En substance, on peut définir l’acte anormal de gestion comme celui qui accroît les charges de l’entreprise ou qui la prive d’un produit, sans que cet acte soit justifié par les intérêts de l’exploitation de la société. Il a donc pour effet de créer un préjudice pour le Trésor public, soit en minorant les recettes, soit en majorant les charges déductibles de l’entreprise.

Il serait impossible de dresser une liste exhaustive de tous les agissements susceptibles de constituer des actes contraires à l’intérêt de l’entreprise. On se bornera ici à en évoquer quelques exemples, de manière à éclairer la notion.
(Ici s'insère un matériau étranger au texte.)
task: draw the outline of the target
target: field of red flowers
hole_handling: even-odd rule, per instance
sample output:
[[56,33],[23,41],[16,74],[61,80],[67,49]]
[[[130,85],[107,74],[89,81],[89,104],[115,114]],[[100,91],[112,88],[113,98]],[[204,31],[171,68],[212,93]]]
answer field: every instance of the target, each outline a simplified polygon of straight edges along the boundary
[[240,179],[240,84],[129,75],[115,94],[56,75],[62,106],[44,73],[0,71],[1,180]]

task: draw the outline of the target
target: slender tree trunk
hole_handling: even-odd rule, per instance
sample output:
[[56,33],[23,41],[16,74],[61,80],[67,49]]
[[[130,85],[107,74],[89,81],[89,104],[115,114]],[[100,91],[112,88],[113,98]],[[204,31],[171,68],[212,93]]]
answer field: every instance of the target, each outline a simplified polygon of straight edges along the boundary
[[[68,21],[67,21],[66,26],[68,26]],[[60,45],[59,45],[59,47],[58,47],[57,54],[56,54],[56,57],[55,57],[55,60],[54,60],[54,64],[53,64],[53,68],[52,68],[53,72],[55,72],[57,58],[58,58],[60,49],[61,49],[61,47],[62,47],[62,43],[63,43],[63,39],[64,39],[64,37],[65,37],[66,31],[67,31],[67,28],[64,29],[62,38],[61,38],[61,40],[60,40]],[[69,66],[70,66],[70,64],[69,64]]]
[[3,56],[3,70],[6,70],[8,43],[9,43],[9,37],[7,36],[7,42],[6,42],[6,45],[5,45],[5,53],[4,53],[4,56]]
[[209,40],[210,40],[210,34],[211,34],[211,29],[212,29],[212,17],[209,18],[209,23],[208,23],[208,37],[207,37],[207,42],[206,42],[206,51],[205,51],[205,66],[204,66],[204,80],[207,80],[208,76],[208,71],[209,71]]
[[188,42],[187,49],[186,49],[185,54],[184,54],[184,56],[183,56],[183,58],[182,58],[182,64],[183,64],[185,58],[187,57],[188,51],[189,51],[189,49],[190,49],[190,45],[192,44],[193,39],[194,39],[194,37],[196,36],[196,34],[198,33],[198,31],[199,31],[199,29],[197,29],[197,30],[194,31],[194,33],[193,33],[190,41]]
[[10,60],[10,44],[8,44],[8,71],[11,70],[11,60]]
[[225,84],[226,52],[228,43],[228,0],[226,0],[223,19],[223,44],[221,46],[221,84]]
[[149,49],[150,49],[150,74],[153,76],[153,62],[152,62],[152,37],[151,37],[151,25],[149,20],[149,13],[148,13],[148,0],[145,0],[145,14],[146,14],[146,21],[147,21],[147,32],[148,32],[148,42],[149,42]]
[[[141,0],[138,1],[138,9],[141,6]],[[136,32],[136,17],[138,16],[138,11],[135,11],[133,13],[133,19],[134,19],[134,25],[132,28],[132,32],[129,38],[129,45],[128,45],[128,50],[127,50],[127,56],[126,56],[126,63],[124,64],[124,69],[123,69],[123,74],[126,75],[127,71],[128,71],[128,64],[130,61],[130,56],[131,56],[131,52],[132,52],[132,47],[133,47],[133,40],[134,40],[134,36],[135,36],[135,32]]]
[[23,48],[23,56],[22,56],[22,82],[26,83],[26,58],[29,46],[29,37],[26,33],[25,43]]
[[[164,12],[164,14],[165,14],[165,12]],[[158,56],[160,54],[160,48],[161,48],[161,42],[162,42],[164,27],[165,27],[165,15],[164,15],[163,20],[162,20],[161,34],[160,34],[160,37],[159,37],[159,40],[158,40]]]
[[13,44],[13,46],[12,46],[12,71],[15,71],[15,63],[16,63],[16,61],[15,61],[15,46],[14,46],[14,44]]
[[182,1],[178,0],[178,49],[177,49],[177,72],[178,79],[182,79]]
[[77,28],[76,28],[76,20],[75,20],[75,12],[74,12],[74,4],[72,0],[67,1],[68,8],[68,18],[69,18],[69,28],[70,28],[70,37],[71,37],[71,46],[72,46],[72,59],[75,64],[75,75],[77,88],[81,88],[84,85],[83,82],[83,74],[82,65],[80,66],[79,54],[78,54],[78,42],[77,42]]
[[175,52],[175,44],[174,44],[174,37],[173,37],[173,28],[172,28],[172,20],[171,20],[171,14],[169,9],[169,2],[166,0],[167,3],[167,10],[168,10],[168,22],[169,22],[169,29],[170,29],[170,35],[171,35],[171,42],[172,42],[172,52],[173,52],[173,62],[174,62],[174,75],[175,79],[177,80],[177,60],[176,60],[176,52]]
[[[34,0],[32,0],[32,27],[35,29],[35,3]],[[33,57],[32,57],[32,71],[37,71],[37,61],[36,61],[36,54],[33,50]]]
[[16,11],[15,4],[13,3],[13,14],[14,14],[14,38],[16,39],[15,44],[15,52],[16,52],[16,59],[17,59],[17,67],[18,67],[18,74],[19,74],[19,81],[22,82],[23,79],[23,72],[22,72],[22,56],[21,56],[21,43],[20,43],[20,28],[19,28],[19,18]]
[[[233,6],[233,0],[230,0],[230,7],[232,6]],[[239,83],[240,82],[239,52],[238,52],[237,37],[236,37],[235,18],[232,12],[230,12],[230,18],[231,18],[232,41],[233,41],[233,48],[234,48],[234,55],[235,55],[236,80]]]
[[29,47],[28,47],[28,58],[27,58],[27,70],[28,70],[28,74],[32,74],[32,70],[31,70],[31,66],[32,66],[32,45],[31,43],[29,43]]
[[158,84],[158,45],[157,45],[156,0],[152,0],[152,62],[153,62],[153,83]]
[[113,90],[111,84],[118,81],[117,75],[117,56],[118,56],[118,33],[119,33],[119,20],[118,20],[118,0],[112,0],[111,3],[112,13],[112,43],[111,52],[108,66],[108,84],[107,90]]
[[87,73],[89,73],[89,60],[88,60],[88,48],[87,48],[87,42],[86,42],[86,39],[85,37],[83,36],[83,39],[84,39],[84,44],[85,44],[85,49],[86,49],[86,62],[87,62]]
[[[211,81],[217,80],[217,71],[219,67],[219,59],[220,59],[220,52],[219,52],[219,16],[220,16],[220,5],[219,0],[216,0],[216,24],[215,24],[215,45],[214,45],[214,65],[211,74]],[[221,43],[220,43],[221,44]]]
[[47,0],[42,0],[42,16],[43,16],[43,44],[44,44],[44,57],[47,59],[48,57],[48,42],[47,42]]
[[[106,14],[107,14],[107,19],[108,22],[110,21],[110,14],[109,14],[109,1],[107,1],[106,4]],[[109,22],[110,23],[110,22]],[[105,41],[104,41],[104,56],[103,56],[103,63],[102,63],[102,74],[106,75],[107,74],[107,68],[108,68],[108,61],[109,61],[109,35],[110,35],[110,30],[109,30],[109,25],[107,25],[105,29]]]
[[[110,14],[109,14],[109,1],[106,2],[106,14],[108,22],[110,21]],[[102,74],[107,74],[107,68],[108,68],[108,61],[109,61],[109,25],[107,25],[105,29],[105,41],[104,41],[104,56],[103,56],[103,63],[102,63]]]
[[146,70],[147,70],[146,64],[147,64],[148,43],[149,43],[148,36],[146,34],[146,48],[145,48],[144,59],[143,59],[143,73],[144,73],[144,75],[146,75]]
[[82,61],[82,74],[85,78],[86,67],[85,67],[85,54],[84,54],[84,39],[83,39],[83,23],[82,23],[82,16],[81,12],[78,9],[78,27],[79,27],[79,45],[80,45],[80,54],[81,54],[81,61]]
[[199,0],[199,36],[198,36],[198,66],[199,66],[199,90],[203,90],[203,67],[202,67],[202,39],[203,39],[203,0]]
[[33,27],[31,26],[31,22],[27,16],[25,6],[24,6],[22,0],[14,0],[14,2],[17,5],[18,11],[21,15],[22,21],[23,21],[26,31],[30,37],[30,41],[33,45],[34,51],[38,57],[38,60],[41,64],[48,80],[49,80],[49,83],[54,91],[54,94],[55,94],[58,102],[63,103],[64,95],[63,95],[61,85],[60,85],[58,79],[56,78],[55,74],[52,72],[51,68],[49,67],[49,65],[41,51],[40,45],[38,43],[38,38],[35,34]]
De tels actes peuvent recouvrir :

– des dépenses injustifiées : octroi d’avantages à un tiers personne physique (parent, ami) ou morale (société liée au sein d’un même groupe par exemple) ;

– des dépenses exagérées : le paiement d’un prix manifestement surévalué pour la rémunération d’un actif vendu par une société d’un groupe à une autre société appartenant au même groupe (par exemple : la société A achète à la société B au prix de 100 un tracteur déprécié acheté 20 ans plus tôt par la société B au prix de 50) ;

(1) Cf. notamment Conseil d’État, 7ème, 8ème et 9ème sous-sections réunies, 27 juillet 1984, SA Renfort Service, requête n° 34588.

– la renonciation à des recettes : en reprenant l’exemple inverse du précédent, dans l’hypothèse où A transfère à B, à titre gratuit, le dernier modèle de tracteur acheté la veille pour une valeur vénale de 100.

L’acte anormal de gestion est, le cas échéant, doublement sanctionné : – les bénéfices de l'entreprise sont rehaussés du montant des charges indues ou du manque à gagner injustifié ;

– le bénéficiaire de l’acte est imposé sur les sommes indûment reçues.

Par rapport au dispositif de l’article 57 du code général des impôts, spécifique aux prix de transfert (cf. infra), la procédure de l’acte anormal de gestion présente un avantage non négligeable : elle n’exige pas l’établissement d’un lien de dépendance entre la société française et la société étrangère pour réintroduire au résultat imposable de l’entreprise française les bénéfices indûment transférés à l’étranger.